February Live Cattle: After an impressive run from early September until the highs posted on Nov. 11, live cattle futures have put in lower highs. The loss of upside momentum has been illustrated rather clearly on indicators such as stochastics, which show a textbook bearish divergence with price. The plummet in momentum was a red flag as price failed to make new highs. Fortunately, there are many solid support candidates underneath the market, which can be looked to if weakness continues in the near term. The 50-day moving average settled Friday at $119.71 while the 38.2% retracement of the $105.125 to $125.775 rally sits at $117.88. In addition, former resistance (which has turned into new support) exists at the July highs around $117.90. Admittedly, most of these "solid" support candidates are $4 to $6 per hundredweight (cwt) underneath spot prices, leaving quite an air pocket for additional liquidation. Managed funds as of Nov. 19 held a net long of 81,549 contracts which will provide plenty of downside ammunition if everyone wants to exit at the same time.

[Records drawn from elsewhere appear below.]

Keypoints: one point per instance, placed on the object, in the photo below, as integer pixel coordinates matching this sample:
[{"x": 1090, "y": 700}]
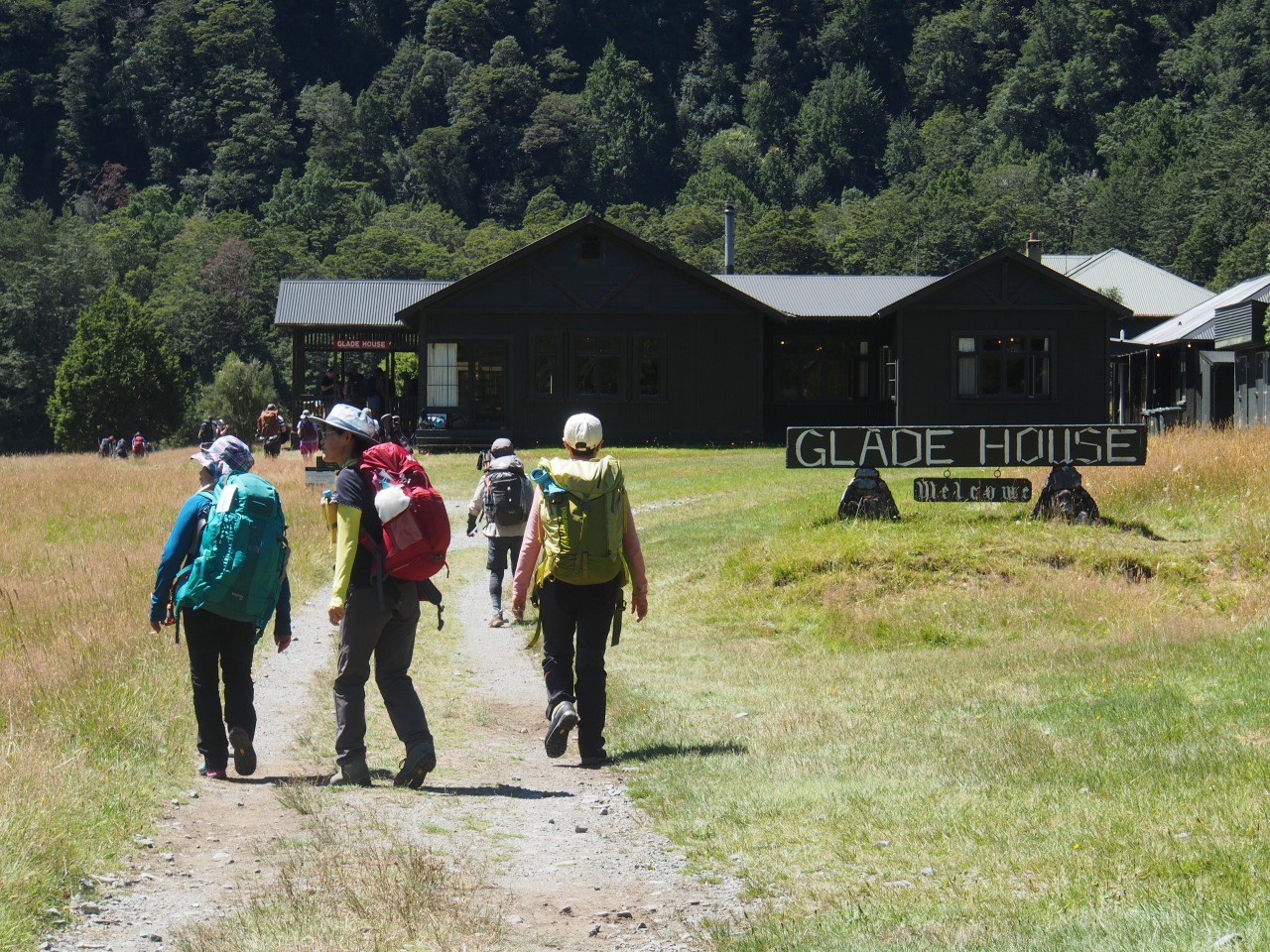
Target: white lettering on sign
[
  {"x": 820, "y": 453},
  {"x": 917, "y": 447}
]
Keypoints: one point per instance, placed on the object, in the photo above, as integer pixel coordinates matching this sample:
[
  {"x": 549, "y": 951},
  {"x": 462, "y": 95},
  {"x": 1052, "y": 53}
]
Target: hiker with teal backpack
[
  {"x": 580, "y": 524},
  {"x": 222, "y": 575}
]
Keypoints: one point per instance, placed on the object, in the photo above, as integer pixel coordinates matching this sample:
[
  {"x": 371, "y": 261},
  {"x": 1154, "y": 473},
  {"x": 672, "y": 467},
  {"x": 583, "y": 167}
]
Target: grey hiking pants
[{"x": 386, "y": 635}]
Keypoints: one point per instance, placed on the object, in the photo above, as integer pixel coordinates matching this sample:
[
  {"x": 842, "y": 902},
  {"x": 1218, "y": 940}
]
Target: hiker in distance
[
  {"x": 217, "y": 635},
  {"x": 376, "y": 616},
  {"x": 502, "y": 499},
  {"x": 580, "y": 524},
  {"x": 272, "y": 430}
]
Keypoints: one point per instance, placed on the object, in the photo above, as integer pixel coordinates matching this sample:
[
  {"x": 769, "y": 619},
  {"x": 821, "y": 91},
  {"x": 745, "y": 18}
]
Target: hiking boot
[
  {"x": 420, "y": 762},
  {"x": 350, "y": 775},
  {"x": 564, "y": 719},
  {"x": 244, "y": 754}
]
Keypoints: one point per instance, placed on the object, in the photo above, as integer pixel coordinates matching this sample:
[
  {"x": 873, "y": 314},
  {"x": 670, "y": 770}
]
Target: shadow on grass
[
  {"x": 1133, "y": 529},
  {"x": 656, "y": 752}
]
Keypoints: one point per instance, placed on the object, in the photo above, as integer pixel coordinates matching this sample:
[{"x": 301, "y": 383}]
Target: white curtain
[{"x": 443, "y": 375}]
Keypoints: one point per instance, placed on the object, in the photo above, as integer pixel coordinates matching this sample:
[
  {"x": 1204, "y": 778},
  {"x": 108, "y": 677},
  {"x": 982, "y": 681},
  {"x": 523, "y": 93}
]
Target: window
[
  {"x": 597, "y": 365},
  {"x": 547, "y": 365},
  {"x": 443, "y": 375},
  {"x": 1002, "y": 366},
  {"x": 649, "y": 371},
  {"x": 822, "y": 370}
]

January Feeder Cattle: The weakness in feeder cattle began earlier than the weakness in live cattle, witnessing a large percentage correction, to date. So far, feeder cattle futures have retraced just over 38.2% of the entire $126.00 to $147.775 rally. In addition, feeders blasted through the 50-day moving average at $140.60 and nearly tagged the 100-day moving average at $137.95 at the lows Friday. Momentum indicators have plummeted, as would be expected. We would expect additional downside weakness in feeder cattle futures unless or until momentum can diverge from price in a positive manner around a support candidate. To stem the bearish tide and move to even a neutral stance in this market, trade back above a prior corrective high like $145.675 would be required.
February Lean Hogs: In similar fashion to feeder cattle futures, lean hogs have shown incredible weakness the last two weeks, trading to the lowest prices since early September. Spot prices are $6 to $9/cwt below major moving averages, reiterating the recent weakness. With momentum indicators already bobbing around incredibly low levels, we would expect prices to get sticky around August and September lows around $64 to $66/cwt. Spot prices are already in the bottom 20% of the July-to-November range, so holding an incredibly bearish bias at these levels would not seem prudent unless a fresh round of contract lows is forthcoming. Looking at the volume profile dating back to April, very little trade has occurred below current prices, putting the contract in somewhat of a technical no man's land.
Comments above are for educational purposes and are not meant to be specific trade recommendations. The buying and selling of grains and grain futures involve substantial risk and are not suitable for everyone.